L’intelligence artificielle (IA) s’est rapidement développée dans les dernières années et d’importantes répercussions sociales et économiques se font déjà sentir. De nombreux scandales associés à la collecte de données ont déjà éclaboussé de grandes entreprises telles que Facebook et Amazon. Par ailleurs, l’automatisation des machines ne suscite plus seulement des craintes liées à des pertes massives d’emplois, mais aussi à l’apparition d’autres risques, comme les décisions potentiellement tendancieuses des machines. Cette croissance rapide et potentiellement invasive de l’IA génère un questionnement quant au rôle présent et futur du gouvernement fédéral dans l’encadrement de son développement.
La présente publication vise à dresser un portrait de la situation actuelle en matière d’IA, des risques qui y sont associés ainsi que des perspectives d’avenir qui s’y rattachent.
Initialement, l’une des applications courantes de l’IA était le recours à des systèmes experts programmés avec des instructions précises afin d’imiter des compétences humaines en matière de résolution de problèmes complexes. Ces systèmes étaient populaires à une époque où l’accès à des ordinateurs performants et à de grandes quantités de données était restreint 1.
Depuis plusieurs années, avec l’augmentation de la puissance des ordinateurs et de l’accessibilité à de grands ensembles de données (big data), l’application de l’IA la plus courante est l’apprentissage automatique (machine learning). Plutôt que d’être programmés pour résoudre un problème avec des instructions logiques, les algorithmes de l’apprentissage automatique classent et compilent des données pour ensuite dégager des tendances et offrir un meilleur rendement subséquemment. D’énormes quantités de données sont cependant nécessaires pour améliorer le rendement des plateformes d’IA. Par exemple, les plateformes de reconnaissance par image nécessitent des millions d’images d’un même élément pour ensuite le reconnaître. Ces techniques s’inspirent du fonctionnement du cerveau humain où l’information est stockée dans des connexions neuronales en constante évolution 2.
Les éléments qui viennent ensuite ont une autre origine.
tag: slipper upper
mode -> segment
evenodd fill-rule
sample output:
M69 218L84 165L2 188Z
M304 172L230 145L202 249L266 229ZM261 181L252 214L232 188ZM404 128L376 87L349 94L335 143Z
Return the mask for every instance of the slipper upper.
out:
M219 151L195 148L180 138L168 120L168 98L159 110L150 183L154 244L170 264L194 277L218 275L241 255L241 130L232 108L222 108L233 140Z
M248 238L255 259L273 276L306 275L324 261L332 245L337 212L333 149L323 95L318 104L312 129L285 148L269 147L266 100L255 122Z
L’apprentissage automatique se divise en plusieurs en différents groupes et méthodes. Les algorithmes de l’apprentissage supervisé, non supervisé et semi‑supervisé apprennent à partir de différents ensembles de données, tandis que les algorithmes de l’apprentissage par renforcement apprennent grâce à la rétroaction positive ou négative de l’environnement. L’apprentissage profond (deep learning) est un sous‑groupe de l’apprentissage automatique qui a recours à l’apprentissage supervisé, à l’apprentissage non supervisé et parfois à l’apprentissage semi‑supervisé 3. Consultez la figure 1 pour en savoir plus au sujet de l’apprentissage automatique.
Source : Figure préparée par l’auteure à partir de données tirées de Matthew Smith et Sujaya Neupane, Intelligence artificielle et développement humain : vers un programme de recherche, Centre de recherches pour le développement international, avril 2018; et Brookfield Institute, Intro to AI for Policymakers: Understanding the shift (931 Ko, 21 pages), mars 2018.
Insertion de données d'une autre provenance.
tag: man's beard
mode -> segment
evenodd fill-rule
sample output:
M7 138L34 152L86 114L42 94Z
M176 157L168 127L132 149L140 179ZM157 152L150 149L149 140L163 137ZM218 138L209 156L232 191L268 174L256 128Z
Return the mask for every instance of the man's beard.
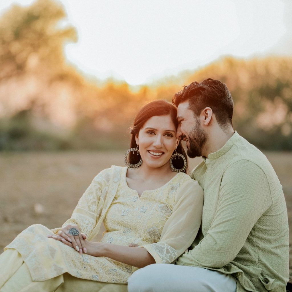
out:
M188 136L189 148L187 151L187 156L191 158L201 156L203 147L207 140L207 136L206 132L201 128L198 119Z

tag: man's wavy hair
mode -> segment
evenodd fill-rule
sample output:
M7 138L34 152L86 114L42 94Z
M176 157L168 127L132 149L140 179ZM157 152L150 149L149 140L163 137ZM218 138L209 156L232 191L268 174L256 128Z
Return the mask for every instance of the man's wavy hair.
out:
M209 107L222 128L232 126L232 97L226 84L219 80L208 78L200 83L192 82L174 95L172 103L177 107L181 102L187 101L195 117L198 117L204 109Z

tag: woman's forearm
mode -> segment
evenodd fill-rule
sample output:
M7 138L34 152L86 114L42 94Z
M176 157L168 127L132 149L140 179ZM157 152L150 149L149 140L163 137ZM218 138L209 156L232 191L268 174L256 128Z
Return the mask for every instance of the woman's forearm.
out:
M152 256L143 247L130 247L102 243L98 249L100 249L99 254L97 255L98 256L107 257L138 268L155 263Z

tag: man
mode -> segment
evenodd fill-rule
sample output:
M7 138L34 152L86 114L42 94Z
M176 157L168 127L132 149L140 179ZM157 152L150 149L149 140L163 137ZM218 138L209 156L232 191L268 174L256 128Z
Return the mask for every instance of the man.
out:
M194 82L173 102L188 155L204 159L191 174L204 190L201 232L177 265L134 273L128 291L285 291L289 234L282 187L265 156L234 130L226 85Z

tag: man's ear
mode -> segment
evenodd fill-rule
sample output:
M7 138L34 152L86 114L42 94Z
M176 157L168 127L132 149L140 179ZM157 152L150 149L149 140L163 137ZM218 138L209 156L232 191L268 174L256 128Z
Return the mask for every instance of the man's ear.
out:
M205 107L201 112L200 118L202 125L207 126L210 124L213 114L213 111L211 107Z

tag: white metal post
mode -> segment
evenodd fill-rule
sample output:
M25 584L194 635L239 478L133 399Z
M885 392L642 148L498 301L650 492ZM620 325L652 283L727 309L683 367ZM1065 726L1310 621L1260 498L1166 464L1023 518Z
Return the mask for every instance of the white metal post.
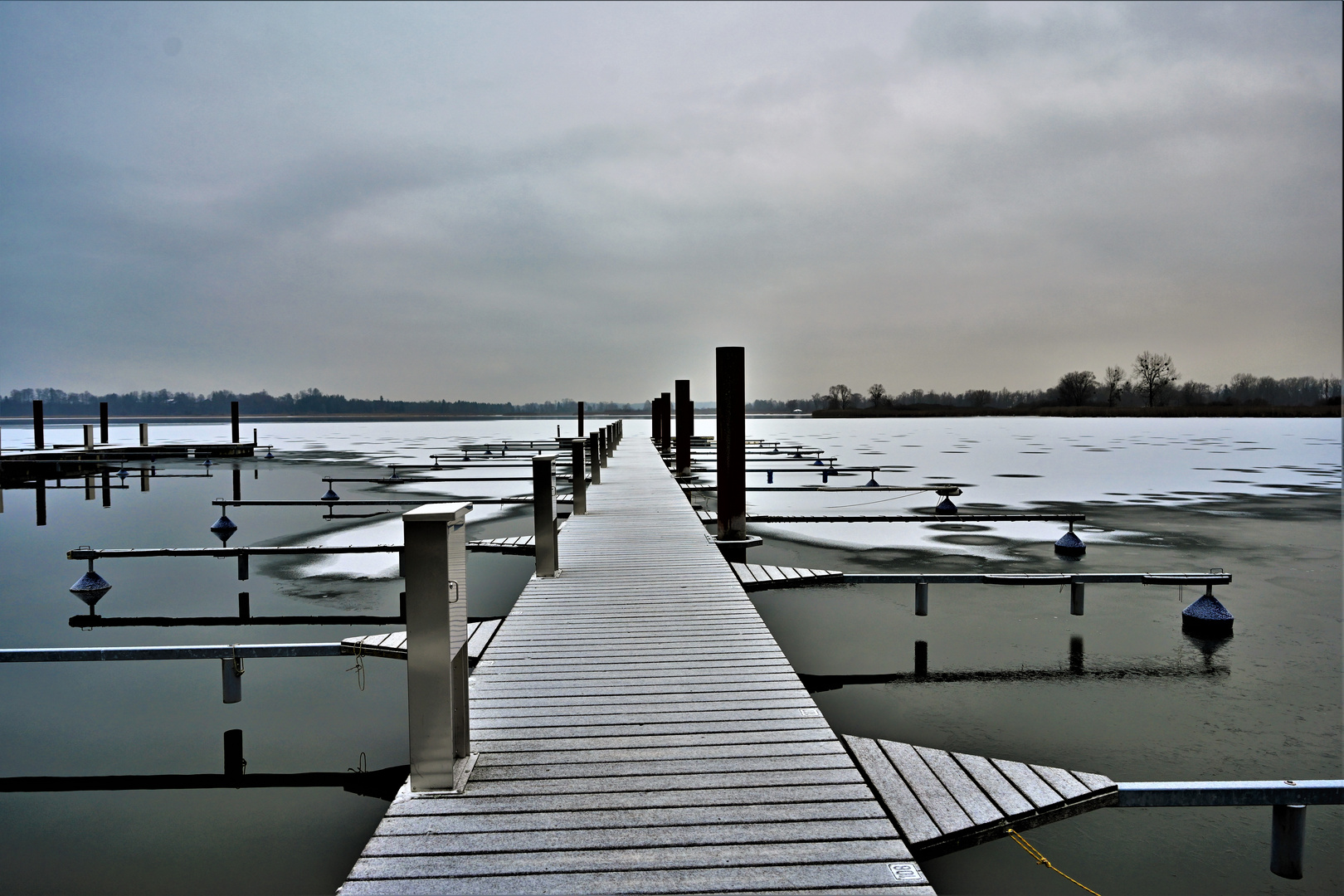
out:
M593 470L593 485L602 485L602 437L601 430L589 433L589 469Z
M470 755L466 700L466 514L426 504L402 516L411 790L456 790Z
M538 454L532 458L532 520L536 545L536 575L554 576L560 567L558 549L558 523L555 514L555 455Z
M583 469L586 439L570 439L570 473L574 478L574 514L587 513L587 472Z

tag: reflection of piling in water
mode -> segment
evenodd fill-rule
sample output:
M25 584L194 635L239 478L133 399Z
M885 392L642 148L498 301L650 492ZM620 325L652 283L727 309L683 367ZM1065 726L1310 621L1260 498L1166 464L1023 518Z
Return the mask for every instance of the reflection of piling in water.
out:
M224 774L242 778L247 760L243 759L243 729L230 728L224 732Z

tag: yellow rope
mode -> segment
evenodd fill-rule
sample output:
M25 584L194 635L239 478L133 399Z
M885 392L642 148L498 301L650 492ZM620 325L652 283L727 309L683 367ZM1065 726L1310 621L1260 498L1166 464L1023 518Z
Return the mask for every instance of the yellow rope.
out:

Les avancements de l’IA et l’accès à des mégadonnées permettent d’automatiser d’importants processus décisionnels dans divers domaines. Cette autonomisation n’est toutefois pas sans risque : le processus décisionnel des applications d’IA se doit d’être des plus transparents afin d’assurer l’impartialité des décisions. Les décideurs doivent en outre être en mesure d’expliquer le raisonnement qui a mené à une décision. D’ailleurs, en février 2019, le gouvernement du Canada a annoncé la Directive sur la prise de décision automatisée , laquelle a pour objet de veiller à ce que certains principes, comme « la transparence, la responsabilisation, la légalité et l’équité procédurale », soient respectés lors de l’usage de l’IA dans la prestation de services du gouvernement fédéral 4. Toutefois, selon l’Organisation de commerce et de développement économiques (OCDE), un défi d’importance réside dans la complexité des algorithmes de l’IA qui rend la compréhension du processus décisionnel difficile 5.
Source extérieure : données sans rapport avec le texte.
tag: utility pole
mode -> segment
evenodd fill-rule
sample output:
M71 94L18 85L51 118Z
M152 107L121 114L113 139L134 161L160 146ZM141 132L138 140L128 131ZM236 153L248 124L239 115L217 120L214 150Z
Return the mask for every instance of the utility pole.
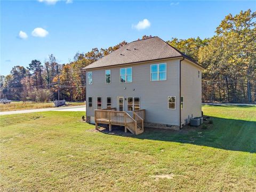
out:
M58 100L60 100L60 74L59 73L59 64L57 63L58 74Z

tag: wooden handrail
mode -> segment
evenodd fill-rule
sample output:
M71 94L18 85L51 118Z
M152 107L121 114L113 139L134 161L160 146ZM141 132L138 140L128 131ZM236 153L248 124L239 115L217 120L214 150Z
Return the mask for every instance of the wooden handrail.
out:
M145 119L145 113L146 113L146 110L145 109L140 109L140 110L134 110L133 111L133 114L134 113L135 113L138 115L139 115L143 119Z
M97 110L115 110L116 111L116 108L112 107L111 108L105 108L105 109L97 109Z
M144 131L144 120L136 113L133 112L133 118L136 121L136 126L140 130ZM137 131L137 129L136 129Z
M111 125L116 125L124 126L125 130L127 129L133 134L141 133L142 132L141 131L143 132L144 129L144 120L142 117L145 116L144 109L133 111L133 118L125 111L109 109L108 109L108 110L94 110L94 119L96 129L98 123L102 123L109 125L110 131L111 130ZM140 116L140 115L142 116Z

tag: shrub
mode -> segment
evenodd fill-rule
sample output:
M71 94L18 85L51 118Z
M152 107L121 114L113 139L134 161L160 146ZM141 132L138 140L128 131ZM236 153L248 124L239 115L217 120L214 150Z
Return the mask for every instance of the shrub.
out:
M30 99L34 102L49 102L52 97L51 91L46 89L33 89L28 92Z
M203 124L203 125L202 126L202 129L204 129L204 130L207 129L207 126L206 126L206 125Z

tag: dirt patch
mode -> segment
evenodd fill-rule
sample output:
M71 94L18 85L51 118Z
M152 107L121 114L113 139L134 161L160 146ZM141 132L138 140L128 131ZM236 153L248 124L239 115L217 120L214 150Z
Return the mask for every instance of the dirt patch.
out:
M33 115L33 116L30 117L30 118L31 119L35 120L35 119L37 119L38 118L43 118L43 117L44 117L44 116L43 116L43 115Z
M100 126L99 126L97 129L95 130L93 129L86 130L86 131L91 132L101 132L105 134L125 137L132 137L134 135L128 130L127 133L125 133L124 132L124 127L123 126L112 125L111 129L112 131L109 131L108 125L100 124Z
M159 179L173 179L174 177L174 174L164 174L164 175L151 175L151 177L154 178L156 180L159 180Z

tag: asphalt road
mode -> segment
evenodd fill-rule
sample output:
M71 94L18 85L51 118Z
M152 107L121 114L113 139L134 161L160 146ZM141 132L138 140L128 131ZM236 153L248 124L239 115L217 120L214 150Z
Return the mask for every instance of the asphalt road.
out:
M18 114L34 113L34 112L48 111L85 111L85 112L86 107L85 106L72 106L72 107L54 107L54 108L44 108L44 109L22 110L17 110L17 111L4 111L4 112L0 112L0 115Z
La qualité des données utilisées dans les applications de l’apprentissage automatique est donc très importante. Pourtant, ces données sont parfois incomplètes ou tendancieuses, car elles découlent de décisions prises par des humains. Les applications de l’IA font donc à la fois partie du problème et de la solution. En effet, bien que l’IA puisse aider à contrer les préjugés humains, les algorithmes utilisent les données qui leur sont fournies. Si elle utilise des données tendancieuses, l’IA risque d’exacerber les préjudices associés à l’humain 6. Par exemple, il a été démontré que les résultats d’un outil de prédiction utilisé par des juges étaient tendancieux sur le plan de la race, car l’outil se fondait sur des décisions empreintes de discrimination raciale prises antérieurement par des juges. Lorsque les préjudices sont connus, il est possible de travailler à les éliminer, mais la situation est tout autre dans le cas des préjudices inconscients. Il est à tout le moins difficile de résoudre un problème dont on ignore l’existence. Selon le rapport de l’OCDE, il est important d’être conscient des préjudices inhérents à la société ou à certains segments et de mettre en place des processus pour les contrer 7.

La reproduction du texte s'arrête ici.